Notice the lack of crowns or pushers on the case? The movement is actually set and would via two “bow-style” fold out crowns on the rear of the case. The movement, which is, of course, the most interesting element of the Jacob & Co. Astronomia Tourbillon, is the exclusive to Jacob & Co. caliber JCEM01, with 48 hours of power reserve and a tourbillon that operates at 2.5Hz. Surprisingly, the movement is produced from just 235 parts – which seems very efficient given the complexity of the concept.
Technically, because the tourbillon moves around the entire dial each 20 minutes, it is a triple axis tourbillon. The other axis is the normal spinning you see from a tourbillon cage, as well as being spun in its connection arm. It sits opposite the dial for telling the time to help balance out the weight. The other two arms have a small hand-painted titanium representation of earth, and its opposite arm has a rotating disco ball that makes one full rotation each 60 seconds.

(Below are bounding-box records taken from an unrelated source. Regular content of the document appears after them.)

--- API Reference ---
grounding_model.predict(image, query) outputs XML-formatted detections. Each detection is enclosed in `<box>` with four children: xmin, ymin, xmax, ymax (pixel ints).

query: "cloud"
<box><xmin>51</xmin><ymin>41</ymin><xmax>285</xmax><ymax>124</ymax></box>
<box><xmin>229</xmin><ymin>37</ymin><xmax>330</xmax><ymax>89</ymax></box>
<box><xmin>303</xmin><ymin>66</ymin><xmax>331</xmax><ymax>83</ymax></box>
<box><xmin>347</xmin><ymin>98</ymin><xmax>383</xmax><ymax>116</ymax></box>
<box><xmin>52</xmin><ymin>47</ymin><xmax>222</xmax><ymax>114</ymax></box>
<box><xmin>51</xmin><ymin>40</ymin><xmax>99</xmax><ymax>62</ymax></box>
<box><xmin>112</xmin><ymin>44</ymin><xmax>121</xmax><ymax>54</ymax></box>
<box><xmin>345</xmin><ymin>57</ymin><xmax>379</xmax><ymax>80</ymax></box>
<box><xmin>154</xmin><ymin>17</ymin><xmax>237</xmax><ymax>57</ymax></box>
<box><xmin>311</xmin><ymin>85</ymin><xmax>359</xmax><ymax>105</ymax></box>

Really, disco ball? Well, that is what I am calling it. Jacob & Co. claims that the spherically cut diamond uses an exclusive cutting process debuted by Jacob & Co to cut a diamond with 288 facets. This round diamond is supposed to represent the moon – which makes me wonder what “night life” would be like on your planet if our moon was actually a large disco ball too. While the Jacob & Co. Astronomia Tourbillon movement looks and sort of feels like it offers astronomical complications – it really only does so in concept. This is really a movement made for viewing pleasure, versus strict functionality – and in that, it succeeds.

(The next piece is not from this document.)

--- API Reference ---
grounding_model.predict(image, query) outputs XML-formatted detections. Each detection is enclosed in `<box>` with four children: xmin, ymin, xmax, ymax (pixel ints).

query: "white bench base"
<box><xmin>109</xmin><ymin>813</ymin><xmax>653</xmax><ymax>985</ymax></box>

If the “standard” Replica Jacob & Co. Astronomia Tourbillon isn’t enough, you can opt for the Jacob & Co. Astronomia Tourbillon Baguette, which replaces the watch face’s night/space sky with baguette-cut diamonds. The diamonds are invisibly-set on the dial and lugs, totaling 342 stones weighting 16 carats. While I personally can’t see myself as a buying customer of a Jacob & Co. Astronomia the fact that there might be a few people out there who can enjoy this sort of wrist-worn mechanical entertainment delights me. Once again, Jacob & Co. set out to shock, amuse, and please… which is exactly what I feel that Jacob & Co. Astronomia Tourbillon replica is all about.